Jean Valjean did everything, smoothed away every difficulty, arranged everything, made everything easy. He hastened towards Cosette’s happiness with as much ardor, and, apparently with as much joy, as Cosette herself.
As he had been a mayor, he understood how to solve that delicate problem, with the secret of which he alone was acquainted, Cosette’s civil status. If he were to announce her origin bluntly, it might prevent the marriage, who knows? He extricated Cosette from all difficulties. He concocted for her a family of dead people, a sure means of not encountering any objections. Cosette was the only scion of an extinct family; Cosette was not his own daughter, but the daughter of the other Fauchelevent. Two brothers Fauchelevent had been gardeners to the convent of the Petit-Picpus. Inquiry was made at that convent; the very best information and the most respectable references abounded; the good nuns, not very apt and but little inclined to fathom questions of paternity, and not attaching any importance to the matter, had never understood exactly of which of the two Fauchelevents Cosette was the daughter. They said what was wanted and they said it with zeal. An acte de notoriété was drawn up. Cosette became in the eyes of the law, Mademoiselle Euphrasie Fauchelevent. She was declared an orphan, both father and mother being dead. Jean Valjean so arranged it that he was appointed, under the name of Fauchelevent, as Cosette’s guardian, with M. Gillenormand as supervising guardian over him.
As for the five hundred and eighty thousand francs, they constituted a legacy bequeathed to Cosette by a dead person, who desired to remain unknown. The original legacy had consisted of five hundred and ninety-four thousand francs; but ten thousand francs had been expended on the education of Mademoiselle Euphrasie, five thousand francs of that amount having been paid to the convent. This legacy, deposited in the hands of a third party, was to be turned over to Cosette at her majority, or at the date of her marriage. This, taken as a whole, was very acceptable, as the reader will perceive, especially when the sum due was half a million. There were some peculiarities here and there, it is true, but they were not noticed; one of the interested parties had his eyes blindfolded by love, the others by the six hundred thousand francs.

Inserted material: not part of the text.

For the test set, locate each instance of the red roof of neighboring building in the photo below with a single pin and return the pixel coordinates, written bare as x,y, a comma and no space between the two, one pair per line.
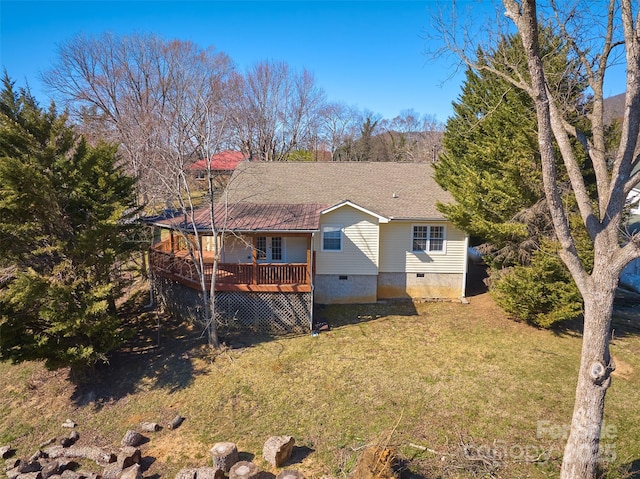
226,160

Cosette learned that she was not the daughter of that old man whom she had so long called father. He was merely a kinsman; another Fauchelevent was her real father. At any other time this would have broken her heart. But at the ineffable moment which she was then passing through, it cast but a slight shadow, a faint cloud, and she was so full of joy that the cloud did not last long. She had Marius. The young man arrived, the old man was effaced; such is life.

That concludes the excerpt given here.